Amendments and inclusions were made to the standard, and they are briefly presented as follows:

  • A subsidiary acquired with the intention to relinquish it within one year from the date of acquisition, is not consolidated. The investment in the subsidiary is measured at fair value. If the fair value cannot be determined without undue cost or effort, the investment is measured at amortised cost.
  • Where it is impractical for a subsidiary to prepare financial statements for the same reporting date, the parent entity should use the most recent financial statements of the subsidiary and adjust for the effects of transactions or events between the two reporting dates.
  • Where an entity prepares separate financial statements it can account for investments in associates, jointly controlled entities or subsidiaries at cost less impairment or at fair value or use the equity method.
  1. Additional undue cost or effort exemptions

When an accounting approach, where permitted, requires undue cost or effort for the company, these exemptions provide permission to deviate and follow a specified alternative. The IASB has also added clarifying guidance on when these exemptions could apply. The exemptions can be applied if the incremental cost (for example valuation fees), or additional effort (for example time spent by employees) is expected to substantially outweigh the benefit provided to the users of the financial statements of having this information. They can be applicable on both initial recognition and subsequent measurement. Entities must disclose the reasons for using the exemptions and explain why applying the requirements would involve undue cost and effort.
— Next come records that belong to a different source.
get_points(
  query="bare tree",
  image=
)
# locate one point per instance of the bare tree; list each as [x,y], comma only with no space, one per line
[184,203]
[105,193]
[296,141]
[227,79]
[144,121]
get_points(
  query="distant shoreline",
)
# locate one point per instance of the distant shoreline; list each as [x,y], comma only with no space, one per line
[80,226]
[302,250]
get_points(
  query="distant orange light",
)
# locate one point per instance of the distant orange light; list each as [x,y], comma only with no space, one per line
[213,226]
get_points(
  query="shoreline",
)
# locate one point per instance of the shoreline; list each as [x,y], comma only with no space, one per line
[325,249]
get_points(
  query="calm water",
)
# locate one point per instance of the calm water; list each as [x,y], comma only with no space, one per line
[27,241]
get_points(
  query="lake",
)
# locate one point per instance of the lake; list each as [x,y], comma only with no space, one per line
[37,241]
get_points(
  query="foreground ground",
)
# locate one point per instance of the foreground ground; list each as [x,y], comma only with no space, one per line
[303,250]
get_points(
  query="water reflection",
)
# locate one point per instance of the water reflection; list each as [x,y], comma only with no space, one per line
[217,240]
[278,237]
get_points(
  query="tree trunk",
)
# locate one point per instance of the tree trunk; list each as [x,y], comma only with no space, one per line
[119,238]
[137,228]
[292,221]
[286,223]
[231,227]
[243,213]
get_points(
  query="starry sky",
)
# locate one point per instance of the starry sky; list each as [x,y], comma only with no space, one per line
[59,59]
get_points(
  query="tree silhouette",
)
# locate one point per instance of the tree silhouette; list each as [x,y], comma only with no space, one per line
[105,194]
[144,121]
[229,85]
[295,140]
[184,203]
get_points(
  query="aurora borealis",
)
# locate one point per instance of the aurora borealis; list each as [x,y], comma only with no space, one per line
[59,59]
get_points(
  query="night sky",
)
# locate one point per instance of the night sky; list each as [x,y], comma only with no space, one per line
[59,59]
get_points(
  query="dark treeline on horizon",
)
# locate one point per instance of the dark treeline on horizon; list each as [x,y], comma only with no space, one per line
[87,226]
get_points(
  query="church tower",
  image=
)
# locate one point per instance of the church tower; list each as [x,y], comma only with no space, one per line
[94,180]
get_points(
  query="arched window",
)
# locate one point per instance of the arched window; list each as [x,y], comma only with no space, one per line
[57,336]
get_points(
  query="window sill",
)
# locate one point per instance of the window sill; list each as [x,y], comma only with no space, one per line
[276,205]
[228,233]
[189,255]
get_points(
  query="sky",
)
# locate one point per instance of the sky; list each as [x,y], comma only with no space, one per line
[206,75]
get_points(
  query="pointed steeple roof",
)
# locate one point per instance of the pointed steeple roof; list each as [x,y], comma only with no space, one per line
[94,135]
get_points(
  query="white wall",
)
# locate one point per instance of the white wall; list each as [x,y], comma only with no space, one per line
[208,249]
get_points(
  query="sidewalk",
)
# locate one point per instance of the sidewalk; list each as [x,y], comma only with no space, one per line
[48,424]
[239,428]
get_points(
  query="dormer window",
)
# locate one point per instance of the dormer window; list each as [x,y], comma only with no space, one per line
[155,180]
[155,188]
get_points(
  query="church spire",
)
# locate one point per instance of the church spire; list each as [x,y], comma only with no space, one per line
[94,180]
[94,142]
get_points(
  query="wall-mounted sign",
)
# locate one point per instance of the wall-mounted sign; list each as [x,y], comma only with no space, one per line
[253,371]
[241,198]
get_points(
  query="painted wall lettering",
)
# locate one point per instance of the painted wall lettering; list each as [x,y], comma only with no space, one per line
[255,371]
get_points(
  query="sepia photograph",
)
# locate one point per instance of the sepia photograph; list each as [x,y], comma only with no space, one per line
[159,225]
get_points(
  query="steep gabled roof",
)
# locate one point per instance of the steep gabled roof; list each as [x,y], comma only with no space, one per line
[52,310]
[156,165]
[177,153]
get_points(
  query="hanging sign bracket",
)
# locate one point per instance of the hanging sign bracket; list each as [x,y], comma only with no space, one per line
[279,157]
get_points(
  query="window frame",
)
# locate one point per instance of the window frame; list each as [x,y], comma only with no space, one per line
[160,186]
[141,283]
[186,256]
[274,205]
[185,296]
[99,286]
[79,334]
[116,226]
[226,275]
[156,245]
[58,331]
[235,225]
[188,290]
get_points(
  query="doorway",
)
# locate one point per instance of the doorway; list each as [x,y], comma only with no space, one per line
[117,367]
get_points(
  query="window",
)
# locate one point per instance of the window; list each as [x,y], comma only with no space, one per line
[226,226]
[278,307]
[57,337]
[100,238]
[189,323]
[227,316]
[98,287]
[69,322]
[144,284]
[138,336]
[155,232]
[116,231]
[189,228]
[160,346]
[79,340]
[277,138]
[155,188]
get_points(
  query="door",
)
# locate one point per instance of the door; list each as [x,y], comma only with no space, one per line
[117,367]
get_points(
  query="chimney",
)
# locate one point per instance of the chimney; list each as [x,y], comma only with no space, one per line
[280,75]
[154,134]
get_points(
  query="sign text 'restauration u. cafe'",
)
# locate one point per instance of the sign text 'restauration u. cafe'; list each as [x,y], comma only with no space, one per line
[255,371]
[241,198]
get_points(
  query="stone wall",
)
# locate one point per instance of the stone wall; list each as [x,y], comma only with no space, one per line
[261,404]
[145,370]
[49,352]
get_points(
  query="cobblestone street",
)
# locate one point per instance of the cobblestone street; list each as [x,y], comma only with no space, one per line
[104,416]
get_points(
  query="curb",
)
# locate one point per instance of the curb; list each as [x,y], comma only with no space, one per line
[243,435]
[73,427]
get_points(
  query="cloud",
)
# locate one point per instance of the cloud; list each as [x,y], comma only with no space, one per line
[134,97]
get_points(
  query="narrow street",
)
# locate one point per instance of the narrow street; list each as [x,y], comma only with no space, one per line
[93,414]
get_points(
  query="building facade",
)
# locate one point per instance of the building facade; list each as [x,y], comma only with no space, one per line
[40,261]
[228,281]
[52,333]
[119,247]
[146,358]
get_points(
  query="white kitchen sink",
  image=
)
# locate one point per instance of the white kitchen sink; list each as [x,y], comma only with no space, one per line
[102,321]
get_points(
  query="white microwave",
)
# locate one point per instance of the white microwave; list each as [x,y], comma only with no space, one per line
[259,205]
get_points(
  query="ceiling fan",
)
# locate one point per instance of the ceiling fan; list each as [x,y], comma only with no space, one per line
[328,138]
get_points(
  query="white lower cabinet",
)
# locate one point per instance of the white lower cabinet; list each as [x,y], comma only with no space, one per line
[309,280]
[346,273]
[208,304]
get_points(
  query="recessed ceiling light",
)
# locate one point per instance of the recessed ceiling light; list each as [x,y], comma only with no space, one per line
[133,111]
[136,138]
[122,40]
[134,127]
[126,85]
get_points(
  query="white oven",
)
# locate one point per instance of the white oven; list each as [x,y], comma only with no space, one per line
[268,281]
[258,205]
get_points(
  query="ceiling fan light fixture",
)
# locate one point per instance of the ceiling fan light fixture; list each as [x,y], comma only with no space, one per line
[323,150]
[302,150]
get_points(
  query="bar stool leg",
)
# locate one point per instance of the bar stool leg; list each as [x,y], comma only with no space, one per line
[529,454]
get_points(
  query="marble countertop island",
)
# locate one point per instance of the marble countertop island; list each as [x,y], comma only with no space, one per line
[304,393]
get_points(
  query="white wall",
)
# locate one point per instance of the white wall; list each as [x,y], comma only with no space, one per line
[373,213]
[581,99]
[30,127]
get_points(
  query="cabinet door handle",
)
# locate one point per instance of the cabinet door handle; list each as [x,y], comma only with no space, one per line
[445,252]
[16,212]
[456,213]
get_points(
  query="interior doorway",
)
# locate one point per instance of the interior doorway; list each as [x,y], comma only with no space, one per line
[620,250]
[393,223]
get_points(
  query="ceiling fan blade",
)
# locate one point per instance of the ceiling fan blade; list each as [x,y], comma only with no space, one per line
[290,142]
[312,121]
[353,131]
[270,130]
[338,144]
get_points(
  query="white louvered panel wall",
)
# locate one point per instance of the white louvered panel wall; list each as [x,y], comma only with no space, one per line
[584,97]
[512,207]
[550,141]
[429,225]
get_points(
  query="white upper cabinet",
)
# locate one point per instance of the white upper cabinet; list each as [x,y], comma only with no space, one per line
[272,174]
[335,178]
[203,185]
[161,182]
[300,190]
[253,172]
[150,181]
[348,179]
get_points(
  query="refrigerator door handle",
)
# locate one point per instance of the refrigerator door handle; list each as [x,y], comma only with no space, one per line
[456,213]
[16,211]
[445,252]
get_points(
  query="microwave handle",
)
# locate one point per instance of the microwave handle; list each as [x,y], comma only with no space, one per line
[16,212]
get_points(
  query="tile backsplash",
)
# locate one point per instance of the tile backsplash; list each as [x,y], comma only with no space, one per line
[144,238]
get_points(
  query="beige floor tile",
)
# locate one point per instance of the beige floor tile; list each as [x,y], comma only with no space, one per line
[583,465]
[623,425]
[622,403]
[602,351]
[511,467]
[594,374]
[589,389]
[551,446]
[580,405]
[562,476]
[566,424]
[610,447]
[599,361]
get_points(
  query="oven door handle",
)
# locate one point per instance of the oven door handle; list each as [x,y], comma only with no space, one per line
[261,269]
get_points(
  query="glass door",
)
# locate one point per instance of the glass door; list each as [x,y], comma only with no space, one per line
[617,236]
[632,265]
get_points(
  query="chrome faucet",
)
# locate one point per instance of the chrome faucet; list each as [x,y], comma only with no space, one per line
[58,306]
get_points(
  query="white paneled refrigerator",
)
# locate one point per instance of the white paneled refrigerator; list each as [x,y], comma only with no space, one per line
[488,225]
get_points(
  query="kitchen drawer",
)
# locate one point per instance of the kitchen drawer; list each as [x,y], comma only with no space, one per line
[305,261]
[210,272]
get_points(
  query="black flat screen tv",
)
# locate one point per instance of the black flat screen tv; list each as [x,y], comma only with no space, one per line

The majority of the amendments clarify existing requirements or add supporting guidance, rather than changes to the underlying requirements in the IFRS for SMEs. Consequently, for most SMEs and users of their financial statements, the amendments are expected to improve understanding of the existing requirements, without having a significant effect on an SME’s financial reporting practices and financial statements.

The amendments should be applied for annual periods beginning on or after 1 January 2017, but earlier adoption is permitted provided all amendments are applied at the same time.

Please note that this article is specifically aimed at the ASL Incorporated readers and client base, and does not  contain all changes made by the IASB.